In secondo luogo, l’enfasi che il liberalismo e i primi governi liberali, danno all’individuo in quanto attore sociale motivato soprattutto da interessi di tipo materiale, come agente all’interno del libero mercato mosso da preferenze razionali, laddove la razionalità è intesa in primo luogo come capacità di individuare e perseguire la massimizzazione di beni economici. Come scriveva ancora Levine:

“La condizione di una società libera, vale a dire libertà di perseguire I propri interessi personali, richiede lo spostamento del controllo della società al controllo dell’individuo” [4]. L’ordine sociale liberale dovrebbe dipendere fondamentalmente dall’autocontrollo degli individui, così come il suo funzionamento material dalla loro libera e razionale tensione verso gli interessi individuali.

Un oppiomane o un alcolista che indulge nell’inebrietà deroga ai meccanismi e alla funzioni della società liberale e industrializata e soprattutto non risponde a questa nuova caratterizzazione della natura umana.
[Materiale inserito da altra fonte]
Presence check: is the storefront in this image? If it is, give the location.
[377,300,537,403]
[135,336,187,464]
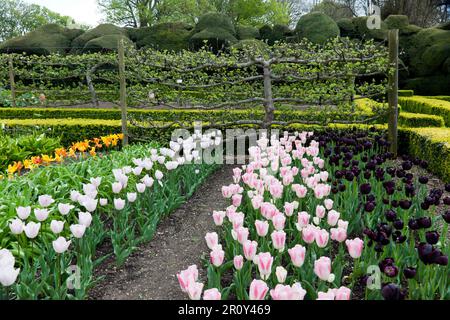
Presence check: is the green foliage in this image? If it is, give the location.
[82,34,133,53]
[295,12,340,44]
[384,15,409,29]
[398,112,445,128]
[72,24,127,53]
[129,22,192,51]
[236,25,260,40]
[399,128,450,182]
[399,96,450,126]
[398,90,414,97]
[403,75,450,96]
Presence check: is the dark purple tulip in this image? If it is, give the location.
[408,219,420,230]
[364,201,375,212]
[402,161,412,171]
[403,267,417,279]
[442,210,450,223]
[399,200,412,210]
[393,220,405,230]
[359,183,372,194]
[419,176,428,184]
[444,197,450,206]
[384,210,397,222]
[425,231,439,244]
[381,283,405,300]
[417,217,431,229]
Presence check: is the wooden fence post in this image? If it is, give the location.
[388,29,398,155]
[263,61,275,129]
[118,39,128,146]
[8,55,17,108]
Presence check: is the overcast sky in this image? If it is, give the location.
[24,0,103,26]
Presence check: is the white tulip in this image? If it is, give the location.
[58,203,75,216]
[136,183,145,193]
[50,220,64,234]
[23,221,41,239]
[70,224,86,239]
[16,207,31,220]
[34,209,49,222]
[155,170,164,180]
[78,212,92,228]
[38,194,55,208]
[52,237,72,253]
[127,192,137,202]
[114,199,125,210]
[9,218,24,234]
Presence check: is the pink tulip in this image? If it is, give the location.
[243,240,258,260]
[315,229,330,248]
[177,265,198,292]
[334,287,352,300]
[231,194,242,208]
[316,206,326,219]
[327,210,341,227]
[187,282,203,300]
[296,211,311,231]
[257,252,273,280]
[249,279,269,300]
[236,227,249,244]
[345,238,364,259]
[270,282,306,300]
[302,224,316,244]
[272,213,286,231]
[288,244,306,268]
[330,228,347,242]
[255,220,269,237]
[213,211,225,226]
[205,232,219,250]
[233,255,244,270]
[270,231,286,252]
[210,247,225,267]
[314,257,331,281]
[203,288,222,300]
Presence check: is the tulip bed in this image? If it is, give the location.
[177,131,450,300]
[0,136,216,299]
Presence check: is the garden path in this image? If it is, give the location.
[90,165,233,300]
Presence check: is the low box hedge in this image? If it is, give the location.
[399,96,450,127]
[399,128,450,182]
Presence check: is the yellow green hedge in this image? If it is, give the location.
[399,128,450,182]
[399,96,450,127]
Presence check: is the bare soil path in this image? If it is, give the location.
[90,166,233,300]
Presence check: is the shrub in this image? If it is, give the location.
[404,75,450,96]
[398,90,414,97]
[129,22,192,51]
[295,12,340,44]
[399,96,450,126]
[236,25,260,40]
[399,128,450,182]
[398,112,445,128]
[384,15,409,29]
[83,34,133,53]
[72,23,127,53]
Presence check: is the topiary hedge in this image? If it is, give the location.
[399,128,450,182]
[295,12,340,44]
[399,96,450,126]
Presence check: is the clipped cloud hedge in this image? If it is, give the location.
[399,128,450,182]
[399,96,450,127]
Nessun individuo sano, con intatte le sue facoltà mentali, potrebbe manifestare una distanza così grande dai tratti fondamentali della razionalità dell’agire umano. Per questo non può che essere malato. Un oppiomane o un alcolista sono affetti da una malattia che ha compromesso la ragione, la loro capacità di fare scelte razionali e libere. Di conseguenza, il loro comportamento non ricade nella sfera morale perché è di fatto inconcepibile che un uomo possa fare certe scelte così in contrasto coi suoi “veri” interessi. In questo senso, come fa O’Malley, si può descrivere la concezione moderna di dipendenza come una “peculiare afflizione liberale” [5].

Stefano Canali

Vedremo nei prossimi post l’origine e l’evoluzione del concetto di dipendenza come malattia, a partire dal primo modello organicamente articolato, quello esposto nel 1785 da Benjamin Rush nel un pamphlet intitolato Inquiry into the Effects of Ardent Spirits on the Human Mind and Body.

[1] Brown, D.E. 1991. Human universals. New York: McGraw-Hill.

[2] Rush, B. 1772. Sermons to gentlemen upon temperance and exercise. Philadelphia, John Dunlap, 1772.

[3] Levine HG The discovery of addiction. Changing conceptions of habitual drunkenness in America. J Stud Alcohol. 1978 Jan;39(1):143-74, pp. 165–66

[4] Levine, 1978: p. 163

[5] O’Malley, Risk, Uncertainty and Government. Abingdon: Routledge-Cavendish, 2004, p. 155.